Dans treize cas, les OGM décelés étaient conformes et présents à moins de 0,9%, donc sans infraction à l’obligation d’étiquetage (lire encadré). Dans trois articles, ils n’étaient pas identifiables, et dix échantillons, soit 2% du total, contenaient des OGM non admis. Il s’agissait notamment d’un succédané de viande d’origine tchèque, de biscuits italiens, de barres énergétiques et de protéines en poudre pour sportifs ainsi que de nouilles de riz en provenance de Chine.
Cette situation plutôt réjouissante est favorisée notamment par le fait que les deux grands distributeurs, Migros et Coop, ont très largement renoncé à vendre des organismes génétiquement modifiés. «Coop ne vend pas d’aliments contenant des matières premières qui doivent être étiquetées comme OMG», précise Ramón Gander, son porte-parole. Migros note toutefois que, avec «les produits d’origine animale importés qui n’appartiennent pas à un label, il est impossible d’affirmer que les animaux n’ont pas été nourris avec des aliments contenant des OGM».
Voilà qui ne plaide guère en faveur de la viande étrangère… En Suisse, les différents labels, comme IP-Suisse ou Naturafarm, exigent l’affouragement avec des aliments non transgéniques.
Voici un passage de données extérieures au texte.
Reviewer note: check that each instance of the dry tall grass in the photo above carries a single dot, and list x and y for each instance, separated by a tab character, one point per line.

Mais, contrairement à la France et à l’Allemagne, notre législation ne permet pas d’indiquer, sur l’emballage, que l’animal a été nourri sans OGM. Le Département fédéral de l’intérieur a renoncé, fin 2014, à modifier la loi dans ce sens.
Sébastien Sautebin
Ce que dit la loi
0,9% autorisé sans mention
En Suisse, les denrées alimentaires et les additifs issus des OGM sont soumis à une obligation d’étiquetage stricte. La mention correspondante doit se trouver sur l’emballage. Comme on ne trouve pratiquement pas d’aliment génétiquement modifié dans le commerce, cette indication est extrêmement rare. Elle doit, par exemple, être formulée comme suit: «semoule de maïs (génétiquement modifié)» ou «huile végétale hydrogénée produite à partir de soja génétiquement modifié».
Il n’est toutefois pas obligatoire de mentionner les traces involontaires d’OGM autorisés si leur taux ne dépasse pas 0,9% de la masse. De surcroît, notre pays tolère des résidus d’OGM non autorisés à hauteur de 0,5%. Et dans l’Union européenne? Les règles sont similaires: les denrées renfermant des OGM doivent être étiquetées en tant que telles, avec un seuil de tolérance à 0,9%.